Below are the main physical properties of copper.

  • It is a strong metal.
  • It has high ductility (it is easily malleable).
  • It is resistant to corrosion.
  • It is a conductor of electricity.
  • It is a conductor of heat.
  • It has weldability.
  • It has a low coefficient of thermal expansion.

Uses of copper and its derivatives

Due to the aforementioned properties, copper is a very versatile metal and has a wide variety of applications.

Below are different examples of the uses of copper in its pure state and the three most common alloys which are bronze, brass and cupro-nickel. However, it is important to mention that there are many other ways to combine this metal to give it other uses.

Manufacture of electrical cables

The copper used for the production of cables is protected by another external material in order to take care of its functionality.

Copper is widely used in the manufacture of cables due to its properties to conduct electricity, hence they are made with 99.90% pure copper.

Elaboration of statues

Bronze is used to make statues for its resistance and durability.

Bronze is an alloy that contains at least 60% copper and 40% tin. The addition of tin provides more hardness, prevents corrosion and changes its color and that is why it is used to make statues.

Bronze changes its color depending on the proportion of the metals that compose it. If the tone of the bronze is more golden, it has less copper. If instead it is redder, it has more copper.

Making of musical instruments

The saxophone is an example of musical instruments made of brass.

Some wind musical instruments such as trumpets are made of brass. This alloy contains approximately 82% copper and 18% zinc, and is known for its hardness.

As in the previous example, the color of the alloy is an indicator of its copper content. If the metal is red, the zinc percentage is less than 18%, if it is gold, the alloy has more zinc and less copper.

Coin crafting

Coins, like pennies, are made of cupro-nickel.

The coins contain an alloy of copper and nickel, called cupro-nickel. Commonly used proportions for are:

  • 90% copper and 10% nickel.
  • 70% copper and 30% nickel.

Cupro-nickel is highly resistant to corrosion, which is why it is also commonly used in the pipes of desalination plants and in aquaculture cages.

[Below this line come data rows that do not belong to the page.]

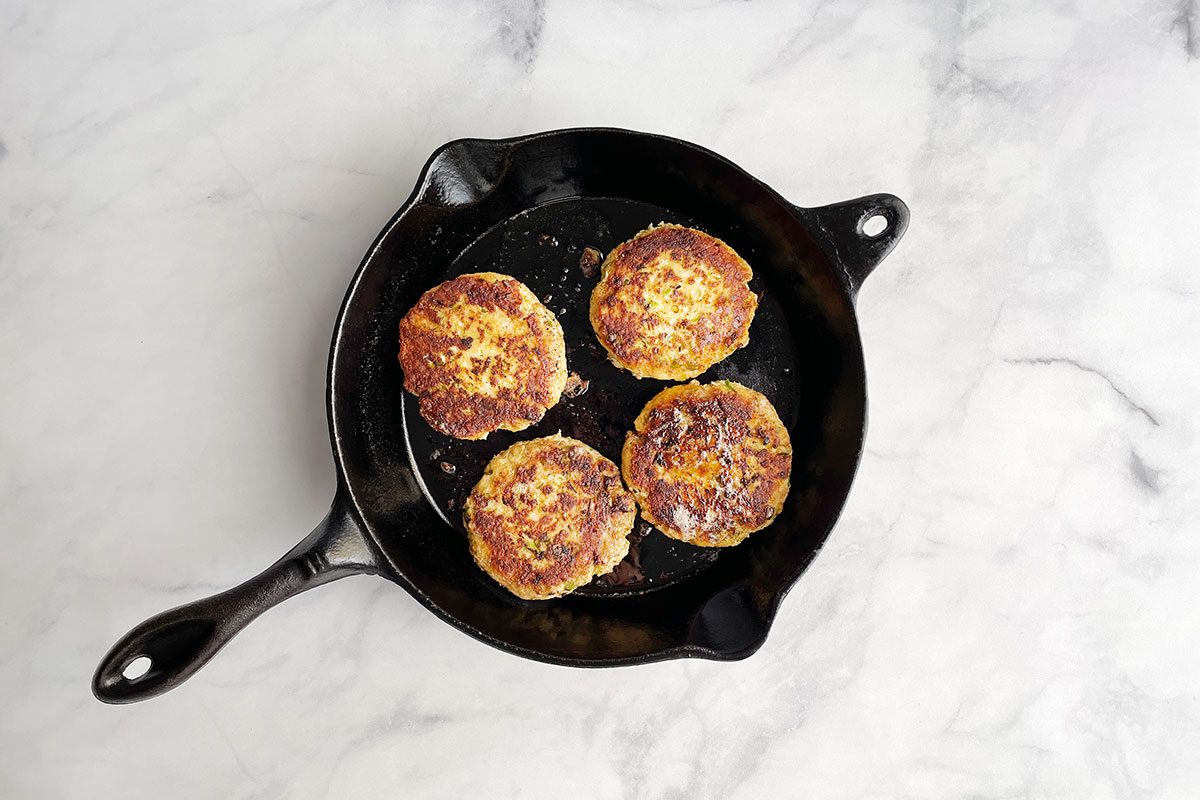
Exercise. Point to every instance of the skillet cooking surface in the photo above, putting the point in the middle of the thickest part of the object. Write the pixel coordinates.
(541, 247)
(527, 206)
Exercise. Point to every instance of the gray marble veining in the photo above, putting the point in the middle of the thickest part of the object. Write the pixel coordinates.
(1006, 608)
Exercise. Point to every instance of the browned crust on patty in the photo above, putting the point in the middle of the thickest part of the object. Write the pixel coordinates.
(547, 516)
(671, 302)
(481, 354)
(708, 464)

Chemical compounds with atomic copper

Atomic copper can be found in combination with other elements such as oxygen (O), sulfur (S) or chlorine (Cl). Examples of these chemical compounds and their most common uses are listed below.

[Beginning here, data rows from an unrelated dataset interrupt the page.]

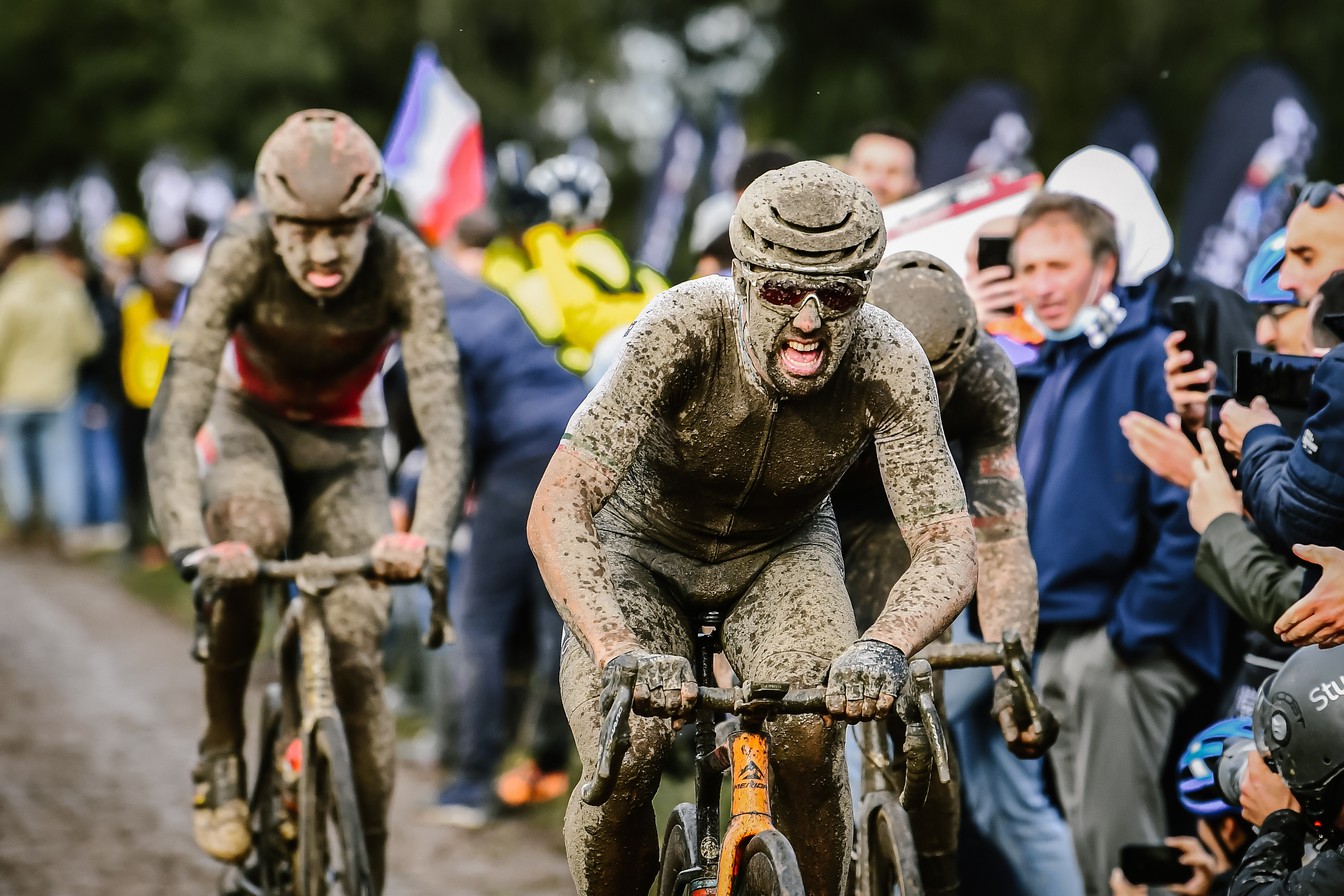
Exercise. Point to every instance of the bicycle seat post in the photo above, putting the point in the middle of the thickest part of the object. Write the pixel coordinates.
(707, 782)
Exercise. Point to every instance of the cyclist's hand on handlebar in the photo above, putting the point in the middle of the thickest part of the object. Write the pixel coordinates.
(664, 684)
(398, 556)
(436, 580)
(225, 564)
(1010, 711)
(865, 680)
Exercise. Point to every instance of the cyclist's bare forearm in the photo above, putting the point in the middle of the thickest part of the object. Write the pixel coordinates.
(565, 540)
(436, 393)
(1007, 588)
(934, 589)
(189, 389)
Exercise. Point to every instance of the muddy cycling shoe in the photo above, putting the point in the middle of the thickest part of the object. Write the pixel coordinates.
(219, 809)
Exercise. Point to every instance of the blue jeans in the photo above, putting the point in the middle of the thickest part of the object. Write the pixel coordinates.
(42, 455)
(100, 421)
(1007, 796)
(500, 582)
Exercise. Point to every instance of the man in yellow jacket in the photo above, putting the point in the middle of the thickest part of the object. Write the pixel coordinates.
(48, 327)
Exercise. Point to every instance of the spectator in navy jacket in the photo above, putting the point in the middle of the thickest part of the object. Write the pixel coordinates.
(1127, 626)
(519, 402)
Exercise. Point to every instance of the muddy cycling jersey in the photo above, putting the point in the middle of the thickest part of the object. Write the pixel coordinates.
(707, 461)
(251, 330)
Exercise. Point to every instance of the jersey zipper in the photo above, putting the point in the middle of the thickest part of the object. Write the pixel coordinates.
(756, 471)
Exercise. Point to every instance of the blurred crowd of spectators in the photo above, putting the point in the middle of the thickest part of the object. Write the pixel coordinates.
(1182, 558)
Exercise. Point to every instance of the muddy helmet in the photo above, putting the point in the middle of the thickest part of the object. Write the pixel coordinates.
(810, 219)
(924, 293)
(574, 191)
(1299, 726)
(320, 166)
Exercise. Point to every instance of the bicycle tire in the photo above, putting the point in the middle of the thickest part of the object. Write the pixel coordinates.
(327, 793)
(769, 868)
(889, 864)
(268, 844)
(679, 848)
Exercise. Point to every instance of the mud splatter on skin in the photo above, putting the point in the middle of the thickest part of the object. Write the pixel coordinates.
(683, 485)
(310, 488)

  • Cupric Sulfate [CuSO4] is a salt commonly used in the agricultural industry as a fertilizer and pesticide.
  • Cuprous oxide [Cu2O] is used as a fungicide.
  • Mixtures containing cupric oxide [CuO] between 2 and 10% provide ceramic tiles with a metallic shine and shades ranging from turquoise green to deep black.
  • Copper chloride [CuCl2] is used in the oil industry as a catalyst to eliminate a corrosive material called mercaptan.
  • Copper acetate [OCu2 (OAc) 4 (H2O) 2] is used as a catalyst in the chemical industry.

The importance of copper in human physiology

Copper is a very important metal for the functioning of the human body, although the amounts that are ingested seem small, they are enough to generate connective tissue and bone marrow cells such as red blood cells or cells of the immune system.

The amounts of copper required by the body are small, however, these are sufficient to generate connective tissue, red blood cells or macrophages.

That is, it must be ingested through various foods so that it is available in our body. The ideal and recommended is to consume 900 micrograms of copper daily.

Main foods with copper

The foods in the daily diet that contain copper are listed below.

  • Liver: 67 grams provides 1,144% of the daily requirement
  • Oysters: 100 grams provide 844% of the daily requirement.
  • Spirulina: 7 grams contribute 11% of the daily requirement.
  • Mushrooms Shiitake: 15 grams provide 89% of the daily requirement.
  • Nuts and seeds: 28 grams of cashew nuts provide 33% of the daily requirement.
  • Lobster: 85 grams of lobster provide 178% of the daily requirement.
  • Green vegetables: 180 grams of cooked spinach provide 33% of the daily requirement.
  • Dark Chocolate: 100 grams of chocolate with 75% cocoa contains 67% of the daily requirement.